Notably, the report also examines the developments and integrated vulnerabilities that relate to three segments of crypto-asset markets which include crypto asset and decentralized finance (DeFi) trading platforms, stablecoins, and unbacked digital coins such as bitcoin.
This study shows the number of vulnerabilities that are associated with the crypto-asset markets. They include liquidity mismatch, increasing linkages with the regulated financial system, credit and operational risks that make the stablecoins prone to abrupt and disruptive runs within their reserves with a possibility of spilling over to the near-term funding markets.
Others include the growing use of leverage in investing strategies, significant concentration risk of trading platforms; coupled with the opacity and lack of regulatory oversight in the industry. The report also highlights wider public policy worries that are related to the crypto assets, including low levels of investor and consumer understanding, cyber-crime, money laundering, and ransomware.

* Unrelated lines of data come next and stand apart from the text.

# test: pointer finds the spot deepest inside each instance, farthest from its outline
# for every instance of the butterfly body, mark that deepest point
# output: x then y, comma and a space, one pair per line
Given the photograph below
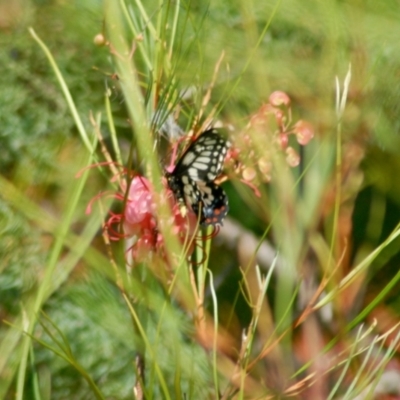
192, 180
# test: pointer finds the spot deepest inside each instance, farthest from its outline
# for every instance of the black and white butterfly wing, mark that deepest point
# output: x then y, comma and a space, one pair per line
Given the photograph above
192, 180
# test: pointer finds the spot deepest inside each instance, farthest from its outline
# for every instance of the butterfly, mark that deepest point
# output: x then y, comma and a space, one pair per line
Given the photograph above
192, 180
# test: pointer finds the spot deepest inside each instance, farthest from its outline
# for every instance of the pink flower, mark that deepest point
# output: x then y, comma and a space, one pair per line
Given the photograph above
292, 158
139, 207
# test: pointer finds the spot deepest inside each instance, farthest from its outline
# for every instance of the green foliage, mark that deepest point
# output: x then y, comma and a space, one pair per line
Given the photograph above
335, 222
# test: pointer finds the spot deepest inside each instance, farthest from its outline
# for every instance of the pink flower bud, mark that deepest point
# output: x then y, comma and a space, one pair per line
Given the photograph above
292, 158
279, 98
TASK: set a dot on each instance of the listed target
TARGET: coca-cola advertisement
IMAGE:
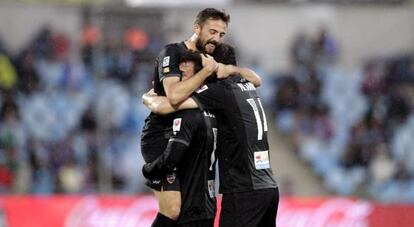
(140, 210)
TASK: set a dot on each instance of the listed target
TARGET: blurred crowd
(70, 116)
(354, 128)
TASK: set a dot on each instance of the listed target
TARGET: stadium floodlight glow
(172, 3)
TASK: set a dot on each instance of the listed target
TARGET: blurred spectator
(365, 137)
(8, 75)
(325, 46)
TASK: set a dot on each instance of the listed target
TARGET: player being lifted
(250, 193)
(209, 29)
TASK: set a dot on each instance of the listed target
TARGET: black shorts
(155, 135)
(253, 208)
(201, 223)
(169, 182)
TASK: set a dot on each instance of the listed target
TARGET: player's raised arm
(224, 71)
(161, 104)
(177, 91)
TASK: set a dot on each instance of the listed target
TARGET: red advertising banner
(139, 211)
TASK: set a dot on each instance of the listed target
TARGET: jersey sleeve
(210, 96)
(168, 62)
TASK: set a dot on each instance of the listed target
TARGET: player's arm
(224, 71)
(177, 91)
(161, 104)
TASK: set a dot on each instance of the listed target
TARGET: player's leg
(245, 209)
(269, 218)
(201, 223)
(169, 201)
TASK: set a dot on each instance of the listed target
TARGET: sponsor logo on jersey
(246, 87)
(176, 125)
(208, 114)
(166, 61)
(261, 159)
(171, 178)
(202, 88)
(156, 181)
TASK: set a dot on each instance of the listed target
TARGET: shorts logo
(176, 125)
(166, 61)
(261, 159)
(171, 178)
(202, 88)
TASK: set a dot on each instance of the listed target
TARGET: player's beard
(202, 47)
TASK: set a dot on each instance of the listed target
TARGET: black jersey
(157, 128)
(191, 150)
(243, 150)
(196, 168)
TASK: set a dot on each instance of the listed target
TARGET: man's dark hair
(225, 54)
(192, 56)
(211, 13)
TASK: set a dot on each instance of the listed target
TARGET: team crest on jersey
(202, 88)
(166, 61)
(176, 125)
(171, 178)
(261, 159)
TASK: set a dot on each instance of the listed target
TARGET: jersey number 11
(260, 118)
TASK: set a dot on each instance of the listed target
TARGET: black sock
(163, 221)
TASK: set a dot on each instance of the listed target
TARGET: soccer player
(190, 149)
(209, 29)
(250, 193)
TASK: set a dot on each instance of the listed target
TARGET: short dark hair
(211, 13)
(192, 56)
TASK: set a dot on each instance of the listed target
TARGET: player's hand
(151, 92)
(209, 62)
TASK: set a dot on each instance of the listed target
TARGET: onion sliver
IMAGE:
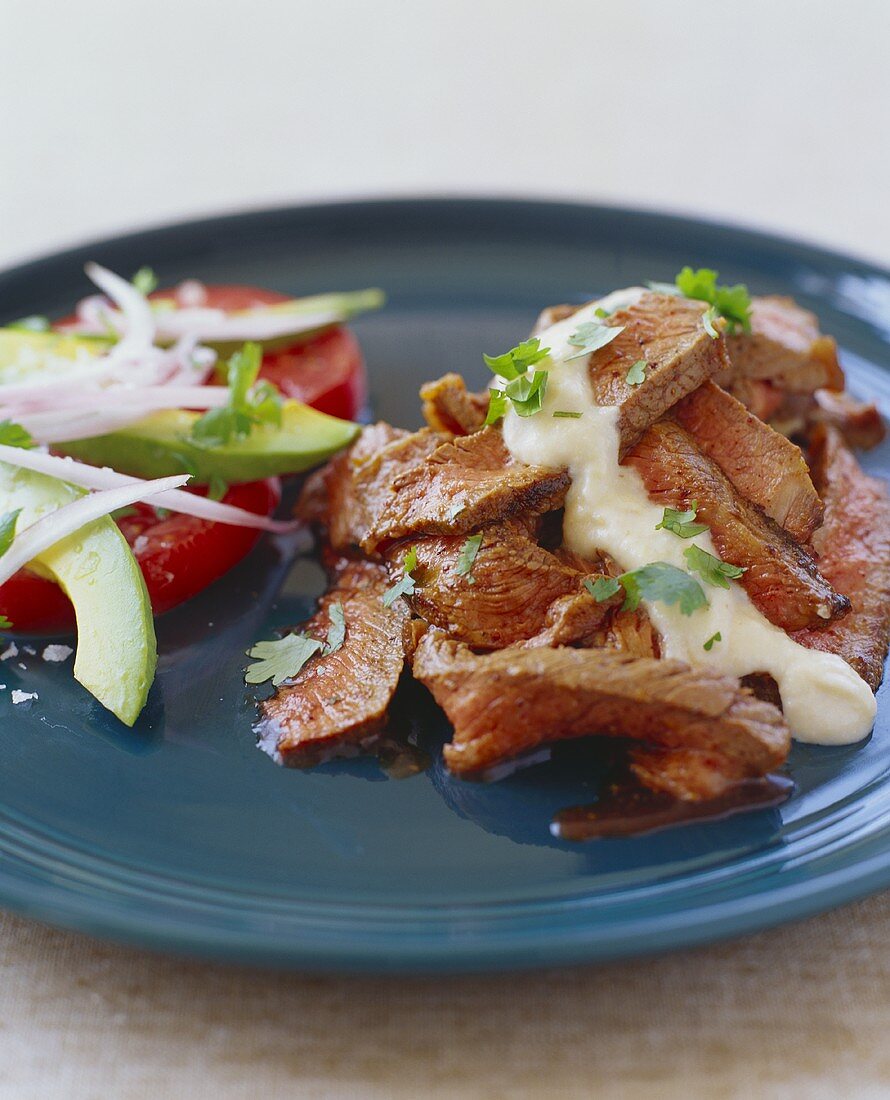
(70, 517)
(101, 477)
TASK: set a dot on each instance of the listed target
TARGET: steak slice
(343, 496)
(516, 591)
(449, 407)
(784, 347)
(859, 424)
(462, 485)
(337, 703)
(506, 703)
(667, 332)
(765, 466)
(781, 578)
(854, 549)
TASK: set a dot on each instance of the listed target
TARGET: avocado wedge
(117, 652)
(158, 444)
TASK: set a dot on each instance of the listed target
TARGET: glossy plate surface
(182, 835)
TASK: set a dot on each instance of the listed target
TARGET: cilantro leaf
(250, 403)
(279, 660)
(591, 337)
(681, 523)
(711, 569)
(515, 362)
(709, 317)
(660, 581)
(337, 631)
(14, 435)
(497, 406)
(144, 281)
(733, 303)
(405, 585)
(637, 373)
(8, 529)
(32, 323)
(468, 556)
(603, 587)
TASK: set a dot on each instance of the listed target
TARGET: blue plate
(182, 835)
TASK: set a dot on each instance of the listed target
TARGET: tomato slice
(178, 556)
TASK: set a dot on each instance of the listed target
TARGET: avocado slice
(117, 651)
(158, 444)
(24, 354)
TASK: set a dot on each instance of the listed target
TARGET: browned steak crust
(506, 703)
(781, 578)
(337, 704)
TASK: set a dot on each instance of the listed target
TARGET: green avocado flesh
(117, 652)
(157, 446)
(26, 354)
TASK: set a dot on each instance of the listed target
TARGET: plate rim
(572, 938)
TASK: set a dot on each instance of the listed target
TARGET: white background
(117, 114)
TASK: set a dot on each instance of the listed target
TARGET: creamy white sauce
(607, 508)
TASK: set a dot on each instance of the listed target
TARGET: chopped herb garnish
(711, 569)
(603, 587)
(14, 435)
(250, 403)
(282, 659)
(8, 529)
(709, 317)
(515, 362)
(337, 631)
(658, 581)
(732, 303)
(681, 523)
(145, 281)
(663, 582)
(405, 585)
(468, 556)
(33, 323)
(524, 389)
(217, 487)
(591, 337)
(637, 373)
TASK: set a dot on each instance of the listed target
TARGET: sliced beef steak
(854, 549)
(781, 578)
(516, 591)
(345, 495)
(337, 703)
(506, 703)
(784, 347)
(668, 334)
(859, 422)
(450, 407)
(462, 485)
(765, 466)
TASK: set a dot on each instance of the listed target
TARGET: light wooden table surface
(764, 112)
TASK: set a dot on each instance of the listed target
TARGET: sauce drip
(629, 810)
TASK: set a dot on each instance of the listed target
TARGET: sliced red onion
(70, 517)
(139, 328)
(101, 477)
(136, 399)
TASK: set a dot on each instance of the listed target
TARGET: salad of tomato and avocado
(143, 441)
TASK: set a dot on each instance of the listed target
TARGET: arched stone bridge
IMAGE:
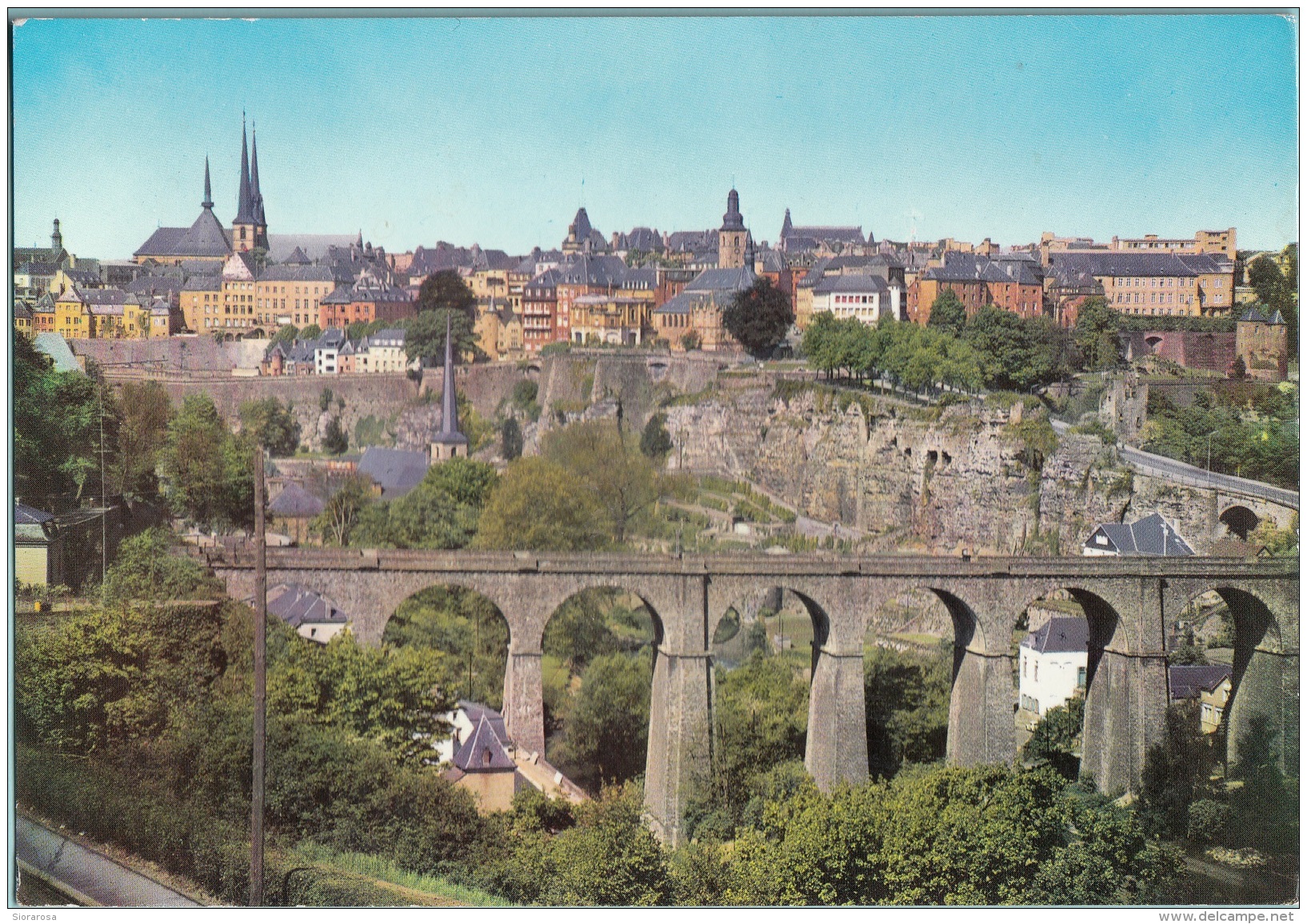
(1128, 602)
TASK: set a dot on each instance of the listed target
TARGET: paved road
(1193, 474)
(90, 874)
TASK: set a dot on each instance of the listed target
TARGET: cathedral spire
(257, 195)
(208, 190)
(245, 204)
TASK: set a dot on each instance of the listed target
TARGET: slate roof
(204, 238)
(57, 348)
(1115, 263)
(314, 246)
(1189, 680)
(851, 282)
(1061, 633)
(297, 606)
(294, 501)
(1150, 536)
(396, 470)
(22, 514)
(484, 750)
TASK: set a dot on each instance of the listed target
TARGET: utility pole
(260, 684)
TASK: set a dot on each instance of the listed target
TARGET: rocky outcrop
(925, 480)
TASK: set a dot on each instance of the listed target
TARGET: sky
(494, 131)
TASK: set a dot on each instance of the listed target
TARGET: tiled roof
(1061, 633)
(297, 606)
(204, 238)
(1189, 680)
(1115, 263)
(294, 501)
(396, 470)
(484, 750)
(1150, 536)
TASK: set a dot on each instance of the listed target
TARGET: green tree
(447, 292)
(758, 317)
(441, 513)
(655, 441)
(620, 478)
(142, 434)
(510, 439)
(335, 439)
(948, 313)
(342, 511)
(606, 728)
(271, 424)
(1057, 738)
(1098, 334)
(1174, 769)
(146, 569)
(208, 476)
(539, 505)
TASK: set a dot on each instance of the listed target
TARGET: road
(1148, 463)
(86, 874)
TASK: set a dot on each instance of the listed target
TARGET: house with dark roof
(1053, 664)
(396, 472)
(1150, 536)
(1206, 684)
(38, 546)
(307, 612)
(293, 510)
(698, 309)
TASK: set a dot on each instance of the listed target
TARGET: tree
(606, 728)
(142, 435)
(146, 569)
(657, 442)
(208, 476)
(425, 335)
(441, 513)
(539, 505)
(1097, 334)
(1057, 738)
(335, 441)
(1174, 769)
(758, 317)
(271, 425)
(339, 518)
(616, 474)
(447, 292)
(510, 439)
(948, 313)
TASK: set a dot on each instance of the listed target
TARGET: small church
(206, 239)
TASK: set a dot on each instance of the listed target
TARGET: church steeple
(208, 190)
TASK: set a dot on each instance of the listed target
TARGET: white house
(864, 297)
(1053, 659)
(1150, 536)
(382, 352)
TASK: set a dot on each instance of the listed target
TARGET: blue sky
(494, 131)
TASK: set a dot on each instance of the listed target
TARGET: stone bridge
(1128, 602)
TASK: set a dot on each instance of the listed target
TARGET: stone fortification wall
(365, 395)
(913, 482)
(174, 353)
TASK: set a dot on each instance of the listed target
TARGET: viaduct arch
(1129, 602)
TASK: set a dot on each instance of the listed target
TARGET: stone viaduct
(1128, 602)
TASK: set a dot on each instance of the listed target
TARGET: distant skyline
(493, 131)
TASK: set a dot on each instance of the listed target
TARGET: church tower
(246, 231)
(731, 238)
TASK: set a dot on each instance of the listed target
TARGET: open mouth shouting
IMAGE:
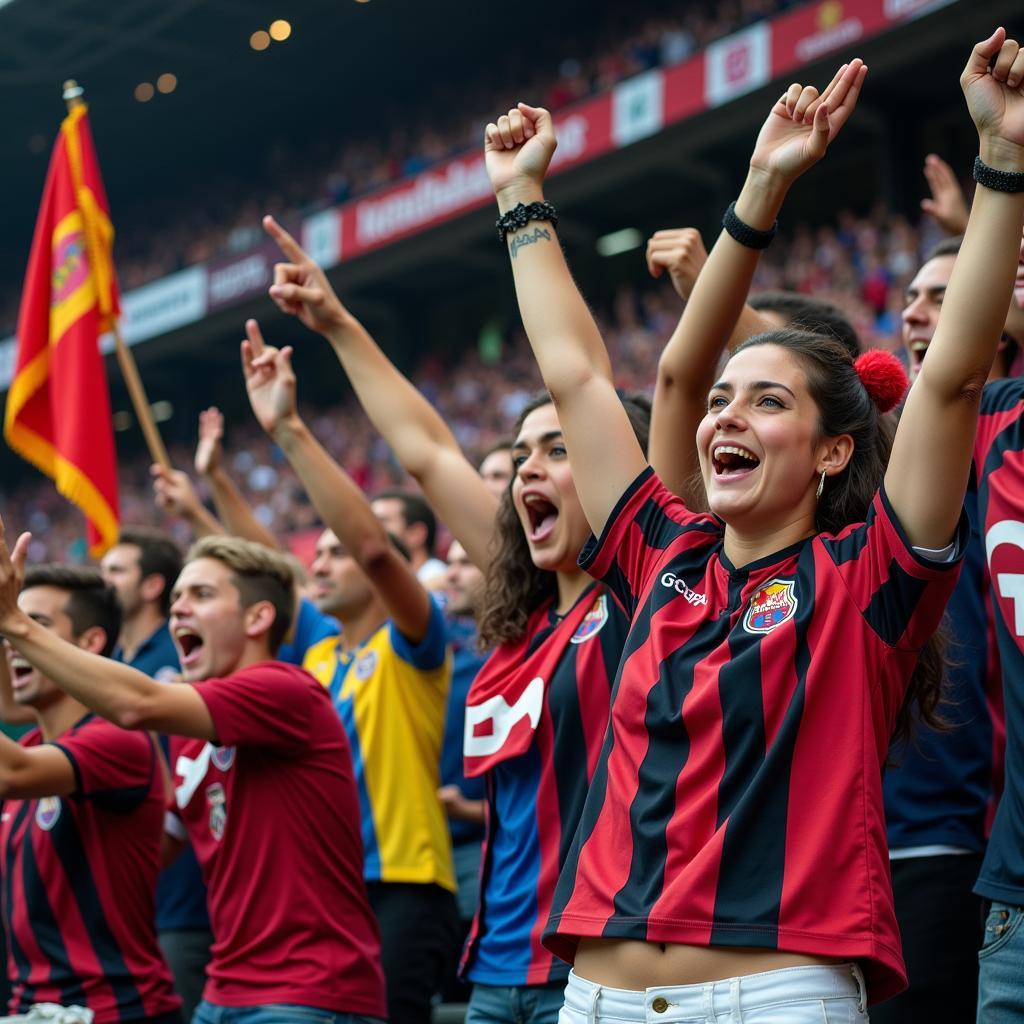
(731, 462)
(542, 516)
(190, 645)
(20, 670)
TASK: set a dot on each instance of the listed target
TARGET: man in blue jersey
(142, 567)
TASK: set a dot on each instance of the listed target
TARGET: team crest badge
(217, 802)
(366, 666)
(223, 757)
(771, 605)
(47, 812)
(593, 621)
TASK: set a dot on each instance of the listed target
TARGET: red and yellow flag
(58, 408)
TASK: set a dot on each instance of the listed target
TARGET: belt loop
(858, 976)
(592, 997)
(734, 1000)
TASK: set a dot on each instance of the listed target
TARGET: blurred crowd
(861, 264)
(224, 215)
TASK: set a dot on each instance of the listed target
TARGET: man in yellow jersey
(388, 674)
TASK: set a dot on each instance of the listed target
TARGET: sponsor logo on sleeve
(593, 622)
(47, 812)
(772, 605)
(216, 802)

The FSB warned that financial stability risks might increase quickly and calls for well-timed and pre-emptive evaluation of potential policy responses. It said that the quick evolution and international nature of crypto-asset markets raise the possibility for regulatory gaps, arbitrage, or fragmentation.
In the wake of the growing threat to financial stability, the FSB said that it wants to update previously published guidance on global stablecoin arrangements that will identify how such gaps may be addressed by the existing frameworks.